Au bout du conte, d’Agnès Jaoui

seau popcornseau popcorn            Pas facile de trouver maïs soufflé à son pied

L’annonce de la sortie d’un nouveau Jaoui- Bacri, nonchalamment lâchée au beau milieu  d’une colonie de bobos parisiens, produit généralement le même effet euphorique que l’ouverture d’un nouveau KFC dans une bourgade reculée du Kentucky. C’est dire.

L’air bougon et les cernes de Jean-Pierre Bacri confèrent à chacun de ses films un air familier qui se fait sentir aussi bien installé dans les fauteuils de ciné que dans son propre canapé. Et tant pis si le monsieur de devant est trop grand ou si la dame de derrière tape dans le fauteuil. Bacri a haussé le râleur congénital au rang de héros moderne. On ne le remerciera jamais assez pour cela.

Au début du conte, il y a moââââ

Au début du conte, il y a moââââ

  Au bout du conte n’est pourtant pas l’oeuvre (côté réalisation) de Bacri mais bien celle de Jaoui, qui vole de ses propres ailes tout en conservant son acteur de sécurité. Le duo n’avait d’ailleurs plus besoin de faire ses preuves dans l’art du dialogue et de la réplique bien sentie, talentueux caricaturistes de la société contemporaine et de l’esprit de famille. C’est bien pour ça qu’on les aime, aussi. Les quelques courts extraits choisis en lieu et place de bande annonce prévoyaient déjà aux spectateurs un moment de douce tranquillité dans l’univers acerbe et décalé des « Jacri ». Bienvenue à bord.

On y trouve des couples faits, défaits ou en devenir, cherchant désespérément à vivre le moins malheureusement possible. Un jeune et timide compositeur brise le coeur de sa violoncelliste en tombant sous le charme de la frêle princesse qui elle-même ne saura résister à l’irrésistible Grand Méchant Loup amateur de belles jambes et de drogues diverses, lui-même voisin de la gentille tante de ladite princesse qui soit dit en passant essaye d’apprendre à conduire tout en emmenant chez le psy sa fille obsédée par la bible dans une école où la nouvelle copine du professeur de conduite, lui-même père involontaire du compositeur qui vit avec sa mère, serveuse dans le bar de la Licorne qui… bref. Je ne vais pas tout vous raconter non plus.

Pourtant dans ce film le choix très prononcé d’une mise en scène qui rappelle l’univers poétique et métaphorique du conte vient alourdir considérablement un scénario truffé de petites perles du genre, dressant un bilan assez inégal de la qualité de l’ensemble.
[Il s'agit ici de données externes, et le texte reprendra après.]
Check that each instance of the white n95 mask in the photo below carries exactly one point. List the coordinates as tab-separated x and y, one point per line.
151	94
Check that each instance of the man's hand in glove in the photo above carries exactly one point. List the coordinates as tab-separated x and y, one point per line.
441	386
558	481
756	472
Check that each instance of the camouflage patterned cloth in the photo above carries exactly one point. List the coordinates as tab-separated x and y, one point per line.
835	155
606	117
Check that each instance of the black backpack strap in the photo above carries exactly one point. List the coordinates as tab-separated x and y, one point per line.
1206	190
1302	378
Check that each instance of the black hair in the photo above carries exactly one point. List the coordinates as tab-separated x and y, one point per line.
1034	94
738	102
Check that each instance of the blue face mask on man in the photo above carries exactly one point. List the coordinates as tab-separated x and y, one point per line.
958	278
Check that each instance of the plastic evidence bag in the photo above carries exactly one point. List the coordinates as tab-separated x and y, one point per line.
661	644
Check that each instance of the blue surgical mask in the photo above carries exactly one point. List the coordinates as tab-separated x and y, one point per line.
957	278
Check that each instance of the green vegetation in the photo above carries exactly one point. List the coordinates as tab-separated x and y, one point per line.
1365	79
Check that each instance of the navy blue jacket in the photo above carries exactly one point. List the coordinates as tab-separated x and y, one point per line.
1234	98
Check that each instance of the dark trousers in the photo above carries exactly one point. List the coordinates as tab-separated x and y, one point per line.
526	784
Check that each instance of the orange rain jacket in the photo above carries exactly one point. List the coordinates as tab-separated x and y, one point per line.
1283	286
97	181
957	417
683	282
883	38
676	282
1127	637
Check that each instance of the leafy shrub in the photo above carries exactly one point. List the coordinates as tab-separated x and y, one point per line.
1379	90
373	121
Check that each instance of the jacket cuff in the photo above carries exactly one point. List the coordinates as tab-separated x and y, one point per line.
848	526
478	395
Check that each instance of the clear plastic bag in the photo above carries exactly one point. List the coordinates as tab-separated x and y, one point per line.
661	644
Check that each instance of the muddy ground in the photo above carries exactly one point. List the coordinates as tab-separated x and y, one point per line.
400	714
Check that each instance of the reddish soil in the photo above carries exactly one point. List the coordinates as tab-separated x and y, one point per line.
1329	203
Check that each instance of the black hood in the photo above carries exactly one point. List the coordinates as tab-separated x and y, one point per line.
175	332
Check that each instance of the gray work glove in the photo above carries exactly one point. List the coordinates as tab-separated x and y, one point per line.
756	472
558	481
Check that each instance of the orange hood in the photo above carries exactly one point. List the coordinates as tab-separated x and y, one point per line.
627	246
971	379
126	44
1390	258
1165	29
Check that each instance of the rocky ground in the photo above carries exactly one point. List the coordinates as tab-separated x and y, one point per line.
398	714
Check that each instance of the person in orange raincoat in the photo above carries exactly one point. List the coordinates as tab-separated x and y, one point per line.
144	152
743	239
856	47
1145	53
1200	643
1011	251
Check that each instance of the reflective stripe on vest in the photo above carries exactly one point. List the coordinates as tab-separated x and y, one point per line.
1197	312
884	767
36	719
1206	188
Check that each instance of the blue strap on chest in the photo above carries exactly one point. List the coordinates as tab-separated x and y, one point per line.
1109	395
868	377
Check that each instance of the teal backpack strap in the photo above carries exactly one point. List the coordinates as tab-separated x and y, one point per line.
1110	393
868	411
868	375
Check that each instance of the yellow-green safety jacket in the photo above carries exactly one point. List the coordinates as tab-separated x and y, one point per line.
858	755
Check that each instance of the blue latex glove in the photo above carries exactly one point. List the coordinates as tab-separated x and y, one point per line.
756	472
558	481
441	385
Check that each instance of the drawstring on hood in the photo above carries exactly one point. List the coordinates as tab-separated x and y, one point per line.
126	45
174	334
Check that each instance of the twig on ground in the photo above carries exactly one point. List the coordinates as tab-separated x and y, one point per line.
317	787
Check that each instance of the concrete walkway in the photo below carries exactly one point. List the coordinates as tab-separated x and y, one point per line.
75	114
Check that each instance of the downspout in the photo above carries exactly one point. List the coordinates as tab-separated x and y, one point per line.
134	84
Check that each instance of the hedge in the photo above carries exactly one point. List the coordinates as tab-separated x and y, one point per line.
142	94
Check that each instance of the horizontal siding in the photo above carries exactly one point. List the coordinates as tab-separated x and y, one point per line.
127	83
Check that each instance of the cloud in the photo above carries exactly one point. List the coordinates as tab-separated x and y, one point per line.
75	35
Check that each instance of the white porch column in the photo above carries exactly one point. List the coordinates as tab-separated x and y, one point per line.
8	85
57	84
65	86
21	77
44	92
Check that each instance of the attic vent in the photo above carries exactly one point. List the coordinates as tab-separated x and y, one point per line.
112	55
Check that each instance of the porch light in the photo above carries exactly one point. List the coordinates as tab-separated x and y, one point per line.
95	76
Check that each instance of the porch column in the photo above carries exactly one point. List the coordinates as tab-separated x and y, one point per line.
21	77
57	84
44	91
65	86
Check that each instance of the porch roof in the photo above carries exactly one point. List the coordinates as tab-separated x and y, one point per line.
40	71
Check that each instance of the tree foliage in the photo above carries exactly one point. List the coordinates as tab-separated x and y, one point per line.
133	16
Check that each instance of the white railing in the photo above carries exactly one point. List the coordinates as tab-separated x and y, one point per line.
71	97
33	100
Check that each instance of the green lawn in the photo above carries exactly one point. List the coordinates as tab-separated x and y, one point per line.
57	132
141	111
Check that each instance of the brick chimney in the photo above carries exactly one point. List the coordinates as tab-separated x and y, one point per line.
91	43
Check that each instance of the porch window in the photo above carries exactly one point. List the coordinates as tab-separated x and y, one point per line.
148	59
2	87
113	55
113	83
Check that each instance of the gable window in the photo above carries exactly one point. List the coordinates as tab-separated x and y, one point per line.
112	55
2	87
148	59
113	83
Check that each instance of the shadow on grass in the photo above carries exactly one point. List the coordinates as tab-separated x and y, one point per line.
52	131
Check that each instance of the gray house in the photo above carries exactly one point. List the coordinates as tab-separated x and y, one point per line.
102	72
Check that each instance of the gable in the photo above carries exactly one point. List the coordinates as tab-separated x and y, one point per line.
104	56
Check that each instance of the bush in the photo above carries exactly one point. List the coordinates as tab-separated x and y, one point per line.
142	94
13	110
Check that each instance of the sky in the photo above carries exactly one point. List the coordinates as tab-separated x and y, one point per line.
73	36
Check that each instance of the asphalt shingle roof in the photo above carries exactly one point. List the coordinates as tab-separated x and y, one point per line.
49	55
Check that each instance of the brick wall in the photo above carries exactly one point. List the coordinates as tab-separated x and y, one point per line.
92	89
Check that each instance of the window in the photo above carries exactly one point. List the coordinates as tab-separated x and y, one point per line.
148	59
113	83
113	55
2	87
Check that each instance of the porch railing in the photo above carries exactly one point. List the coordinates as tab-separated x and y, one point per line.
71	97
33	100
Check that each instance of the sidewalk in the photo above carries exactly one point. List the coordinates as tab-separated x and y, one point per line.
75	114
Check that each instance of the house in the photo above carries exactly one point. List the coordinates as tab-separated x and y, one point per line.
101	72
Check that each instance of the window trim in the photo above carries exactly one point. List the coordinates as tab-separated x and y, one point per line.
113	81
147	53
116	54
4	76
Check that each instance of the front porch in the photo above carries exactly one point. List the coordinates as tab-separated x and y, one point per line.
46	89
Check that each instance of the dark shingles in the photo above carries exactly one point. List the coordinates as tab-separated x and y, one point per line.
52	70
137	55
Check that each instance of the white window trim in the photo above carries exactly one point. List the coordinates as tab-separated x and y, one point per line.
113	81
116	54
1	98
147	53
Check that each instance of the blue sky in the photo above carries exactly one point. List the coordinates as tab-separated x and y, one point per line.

Eclats de rire et échanges jouissifs laissent trop souvent la place à du remplissage neutre, si ce n’est carrément ennuyeux. Le joyau de leur talents combinés brille ici un peu moins que de coutume, mais partir de très haut pour atterrir un peu plus bas ne signifie pas encore frôler le désastre, loin de là.

Cette variation sur le fantasme du Prince Charmant, entrecoupé d’un Petit Chaperon Rouge en voie de perdition, est heureusement servie par des acteurs percutants, au physique remarquablement en phase avec le film, ses décors et ses rebondissements. On notera notamment la performance de Benjamin Biolay, remarquable loup charmeur de demoiselles rêveuses, et d’acteurs moins connus comme Dominique Valadié. Agnès Jaoui veille sur tout ce beau monde en bonne fée foutraque et bienveillante, quant à Bacri, que dire, si ce n’est que l’on voudrait le voir toujours plus et toujours plus récalcitrant.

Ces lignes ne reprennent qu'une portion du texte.